Pero así como de puntillas, esta nueva forma de pasar el tiempo entró en mi vida.
"Mira, como ya eres mayor, esta tarde te vas a quedar solita". "¿Qué te dejo para merendar? ¿Pan bombón con foie gras o pollo trufado?"
Mis gustos eran ya algo más sofisticados, había dejado atrás el pan con mantequilla/aceite y azucar y la economía doméstica permitía comprar productos antes desconocidos. La distracción incluía también cortadillos de cidra, pain d'épices y alguna otra cosa más, con tal de que la presencia de tales delicias contribuyera a disimular el hecho de que yo, con ocho años, me quedaba sola en casa, con un teléfono y una radio, y con un pasillo de dieciocho metros, oscuro como la boca del lobo, en el que estaba el cuarto de baño.
Escuchaba todos los programas de Radio madrid, de Radio Peninsular. Las novelas, el teatro, las series de humor, las canciones dedicadas.

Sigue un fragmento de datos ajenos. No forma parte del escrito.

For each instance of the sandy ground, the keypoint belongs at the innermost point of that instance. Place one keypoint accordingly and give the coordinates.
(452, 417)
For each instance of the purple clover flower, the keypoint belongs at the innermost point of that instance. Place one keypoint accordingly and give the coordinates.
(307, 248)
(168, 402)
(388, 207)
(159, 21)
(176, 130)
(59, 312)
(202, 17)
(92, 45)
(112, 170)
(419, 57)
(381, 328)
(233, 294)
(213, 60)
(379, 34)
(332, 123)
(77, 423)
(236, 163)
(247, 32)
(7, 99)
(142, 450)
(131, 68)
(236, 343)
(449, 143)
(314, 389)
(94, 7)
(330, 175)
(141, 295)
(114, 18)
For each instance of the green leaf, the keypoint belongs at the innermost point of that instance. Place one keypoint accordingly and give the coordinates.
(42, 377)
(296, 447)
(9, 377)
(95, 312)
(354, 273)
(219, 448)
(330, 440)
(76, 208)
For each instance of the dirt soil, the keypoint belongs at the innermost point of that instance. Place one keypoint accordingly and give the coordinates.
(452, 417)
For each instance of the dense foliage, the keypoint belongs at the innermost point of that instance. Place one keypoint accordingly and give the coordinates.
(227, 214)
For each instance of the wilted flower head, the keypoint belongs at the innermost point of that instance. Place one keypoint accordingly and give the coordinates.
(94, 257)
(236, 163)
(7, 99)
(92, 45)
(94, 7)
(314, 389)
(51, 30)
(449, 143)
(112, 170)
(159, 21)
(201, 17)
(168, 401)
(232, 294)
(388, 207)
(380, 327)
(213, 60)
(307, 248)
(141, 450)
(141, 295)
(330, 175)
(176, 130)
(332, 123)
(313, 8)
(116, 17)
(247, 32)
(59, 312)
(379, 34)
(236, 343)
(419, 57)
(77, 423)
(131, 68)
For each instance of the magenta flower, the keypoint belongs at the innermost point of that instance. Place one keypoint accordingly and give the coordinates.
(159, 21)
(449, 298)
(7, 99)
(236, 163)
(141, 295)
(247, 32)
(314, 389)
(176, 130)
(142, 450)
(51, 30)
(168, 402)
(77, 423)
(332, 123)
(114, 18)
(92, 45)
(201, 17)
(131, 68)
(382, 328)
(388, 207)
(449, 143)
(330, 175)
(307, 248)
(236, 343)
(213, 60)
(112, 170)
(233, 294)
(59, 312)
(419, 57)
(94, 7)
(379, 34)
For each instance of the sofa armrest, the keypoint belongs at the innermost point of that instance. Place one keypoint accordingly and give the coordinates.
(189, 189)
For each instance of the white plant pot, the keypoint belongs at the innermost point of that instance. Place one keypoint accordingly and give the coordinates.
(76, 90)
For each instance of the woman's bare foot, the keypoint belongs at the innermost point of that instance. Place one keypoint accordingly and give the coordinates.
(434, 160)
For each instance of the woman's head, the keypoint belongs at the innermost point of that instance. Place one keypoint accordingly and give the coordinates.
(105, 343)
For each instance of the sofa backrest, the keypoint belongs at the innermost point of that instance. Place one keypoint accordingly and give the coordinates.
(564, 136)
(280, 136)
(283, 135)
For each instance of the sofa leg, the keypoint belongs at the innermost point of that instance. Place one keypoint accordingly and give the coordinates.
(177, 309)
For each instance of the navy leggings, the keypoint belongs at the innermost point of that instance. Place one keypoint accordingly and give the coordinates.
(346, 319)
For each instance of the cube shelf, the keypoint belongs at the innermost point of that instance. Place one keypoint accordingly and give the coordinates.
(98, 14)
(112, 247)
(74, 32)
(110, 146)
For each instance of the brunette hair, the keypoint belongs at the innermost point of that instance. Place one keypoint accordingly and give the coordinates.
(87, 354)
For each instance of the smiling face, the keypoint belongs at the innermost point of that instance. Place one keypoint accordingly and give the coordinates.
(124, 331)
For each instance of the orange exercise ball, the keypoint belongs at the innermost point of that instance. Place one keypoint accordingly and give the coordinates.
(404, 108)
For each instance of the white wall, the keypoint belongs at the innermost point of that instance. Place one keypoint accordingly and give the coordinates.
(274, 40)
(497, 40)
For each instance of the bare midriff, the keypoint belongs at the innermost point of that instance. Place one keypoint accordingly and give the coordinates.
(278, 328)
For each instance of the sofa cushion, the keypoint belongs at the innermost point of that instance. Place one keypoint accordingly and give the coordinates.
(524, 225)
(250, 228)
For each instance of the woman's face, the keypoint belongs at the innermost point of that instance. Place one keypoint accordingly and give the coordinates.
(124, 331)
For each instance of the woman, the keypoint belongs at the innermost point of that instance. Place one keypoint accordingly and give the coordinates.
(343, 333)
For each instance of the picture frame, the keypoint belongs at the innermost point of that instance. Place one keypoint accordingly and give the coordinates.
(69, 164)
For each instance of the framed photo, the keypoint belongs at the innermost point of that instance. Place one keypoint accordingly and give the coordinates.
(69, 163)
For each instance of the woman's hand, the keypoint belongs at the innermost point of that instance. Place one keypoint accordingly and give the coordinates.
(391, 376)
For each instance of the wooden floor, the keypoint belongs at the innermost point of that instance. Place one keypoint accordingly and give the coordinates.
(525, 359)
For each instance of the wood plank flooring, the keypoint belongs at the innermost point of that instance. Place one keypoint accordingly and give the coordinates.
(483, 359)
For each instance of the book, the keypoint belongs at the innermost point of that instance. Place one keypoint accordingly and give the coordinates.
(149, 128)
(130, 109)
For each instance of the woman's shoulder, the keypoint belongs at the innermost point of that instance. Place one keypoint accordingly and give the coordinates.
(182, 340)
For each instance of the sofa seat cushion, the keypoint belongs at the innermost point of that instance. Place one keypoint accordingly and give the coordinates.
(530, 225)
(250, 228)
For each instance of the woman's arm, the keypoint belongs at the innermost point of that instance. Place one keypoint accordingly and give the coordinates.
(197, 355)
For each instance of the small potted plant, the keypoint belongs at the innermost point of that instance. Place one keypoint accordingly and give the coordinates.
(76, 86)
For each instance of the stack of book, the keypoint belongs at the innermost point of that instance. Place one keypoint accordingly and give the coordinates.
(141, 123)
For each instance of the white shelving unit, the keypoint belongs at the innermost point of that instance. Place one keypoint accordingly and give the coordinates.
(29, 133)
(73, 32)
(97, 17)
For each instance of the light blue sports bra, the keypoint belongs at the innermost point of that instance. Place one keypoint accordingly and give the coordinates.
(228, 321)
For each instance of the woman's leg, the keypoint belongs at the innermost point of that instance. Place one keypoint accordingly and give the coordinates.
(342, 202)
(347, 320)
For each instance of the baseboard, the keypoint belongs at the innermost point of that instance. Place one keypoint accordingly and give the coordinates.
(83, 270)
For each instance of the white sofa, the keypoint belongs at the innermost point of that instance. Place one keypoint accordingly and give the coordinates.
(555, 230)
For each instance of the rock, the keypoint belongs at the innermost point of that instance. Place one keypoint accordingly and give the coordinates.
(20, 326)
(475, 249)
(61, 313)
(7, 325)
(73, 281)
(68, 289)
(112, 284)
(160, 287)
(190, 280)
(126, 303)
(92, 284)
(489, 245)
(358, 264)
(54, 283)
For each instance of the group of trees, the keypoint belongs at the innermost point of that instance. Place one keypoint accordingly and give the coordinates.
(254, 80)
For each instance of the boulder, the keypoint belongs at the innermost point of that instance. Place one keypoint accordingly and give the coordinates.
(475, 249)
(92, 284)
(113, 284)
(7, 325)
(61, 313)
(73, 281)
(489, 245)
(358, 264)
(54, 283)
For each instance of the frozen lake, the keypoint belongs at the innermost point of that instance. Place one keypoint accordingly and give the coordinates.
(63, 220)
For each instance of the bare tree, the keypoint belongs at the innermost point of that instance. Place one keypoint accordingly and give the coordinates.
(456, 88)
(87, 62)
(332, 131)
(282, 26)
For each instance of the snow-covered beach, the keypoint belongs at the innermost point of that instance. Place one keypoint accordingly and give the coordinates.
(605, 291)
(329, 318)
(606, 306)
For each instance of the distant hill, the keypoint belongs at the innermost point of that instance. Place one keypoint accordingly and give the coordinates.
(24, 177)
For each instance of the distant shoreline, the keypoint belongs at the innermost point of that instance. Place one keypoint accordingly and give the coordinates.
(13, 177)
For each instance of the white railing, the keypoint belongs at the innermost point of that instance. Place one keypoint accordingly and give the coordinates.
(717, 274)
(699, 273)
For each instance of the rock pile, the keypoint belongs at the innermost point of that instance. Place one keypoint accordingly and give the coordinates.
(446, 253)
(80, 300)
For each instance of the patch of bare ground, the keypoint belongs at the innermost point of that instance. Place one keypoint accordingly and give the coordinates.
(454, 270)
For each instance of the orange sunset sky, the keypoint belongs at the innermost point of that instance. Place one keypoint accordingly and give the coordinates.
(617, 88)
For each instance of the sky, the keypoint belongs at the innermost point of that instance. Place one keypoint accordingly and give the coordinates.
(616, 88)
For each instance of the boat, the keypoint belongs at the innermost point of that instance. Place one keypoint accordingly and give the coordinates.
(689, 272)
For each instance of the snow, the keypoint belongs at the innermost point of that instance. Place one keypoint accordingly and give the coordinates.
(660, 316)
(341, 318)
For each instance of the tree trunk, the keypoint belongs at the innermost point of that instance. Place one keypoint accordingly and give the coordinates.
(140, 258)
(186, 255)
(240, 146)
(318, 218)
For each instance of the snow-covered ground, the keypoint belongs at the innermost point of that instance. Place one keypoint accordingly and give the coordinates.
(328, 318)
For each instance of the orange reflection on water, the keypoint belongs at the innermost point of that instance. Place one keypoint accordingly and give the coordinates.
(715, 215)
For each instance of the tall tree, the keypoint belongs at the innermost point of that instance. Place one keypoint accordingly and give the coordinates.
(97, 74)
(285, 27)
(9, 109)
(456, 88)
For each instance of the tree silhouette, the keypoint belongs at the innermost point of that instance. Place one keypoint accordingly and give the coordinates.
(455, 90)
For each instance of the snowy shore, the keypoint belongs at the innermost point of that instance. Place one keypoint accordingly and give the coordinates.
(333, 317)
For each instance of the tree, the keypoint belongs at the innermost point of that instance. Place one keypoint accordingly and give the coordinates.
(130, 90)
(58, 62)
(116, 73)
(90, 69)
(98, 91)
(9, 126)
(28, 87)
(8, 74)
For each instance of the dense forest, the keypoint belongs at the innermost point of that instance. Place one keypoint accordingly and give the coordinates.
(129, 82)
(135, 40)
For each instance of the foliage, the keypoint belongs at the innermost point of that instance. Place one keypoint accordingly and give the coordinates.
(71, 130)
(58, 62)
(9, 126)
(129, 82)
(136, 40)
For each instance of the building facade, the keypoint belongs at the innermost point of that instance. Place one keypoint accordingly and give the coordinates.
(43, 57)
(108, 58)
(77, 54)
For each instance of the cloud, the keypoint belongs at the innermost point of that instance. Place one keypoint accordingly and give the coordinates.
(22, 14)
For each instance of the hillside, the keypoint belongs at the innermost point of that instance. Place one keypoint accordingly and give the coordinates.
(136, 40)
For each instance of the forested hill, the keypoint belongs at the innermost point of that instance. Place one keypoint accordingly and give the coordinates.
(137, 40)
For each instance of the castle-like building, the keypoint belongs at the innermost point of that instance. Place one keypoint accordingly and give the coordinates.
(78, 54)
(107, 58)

Odio los boleros y las coplas..."Reloj, no marques las horas" "María de la O"...Personas aún más desgraciadas que las que yo conocía, llorando su pena cantando por la radio. La vida debía ser un mar de torturas y sufrimientos sin límites. Otro trabajaba en una mina y le gustaba, a pesar del grisú, que yo sabía era peligrosísimo. Me parece que el mismo minero salía fuera de España, harto de trabajar en el pozo y lloraba y suspiraba abrazado a la bandera porque echaba de menos el grisú. Otros dejaban a las novias porque se metían con sus madres que eran santas. Otros molían café, pasando las horas como yo.
Vivíamos en un mundo surreal, ellos dentro de la radio y yo fuera. No sé cómo no intenté, a lo Woody Allen, entrar en ella.
El 22 de noviembre de 1963 escuché que habían asesinado al Presidente Kennedy. No tenía el gusto de conocerle más que por el No-Do, pero me parecía simpático. Yo lo oí y me pareció horrible. Se salía de lo habitual, mineros, madres, novias que se van y todo eso. Sentí la imperiosa necesidad de llamar por teléfono a alguien para contárselo, y empecé a marcar todos los números de mis amigas, que eran tres incluído un niño francés que se llamaba José Mari. No tenían ni idea, y poco les importaba. Estaban jugando en su casa, viendo como su madre preparaba la cena, haciendo los deberes...
Yo estaba sola. Con el teléfono para hablar y la radio para oir.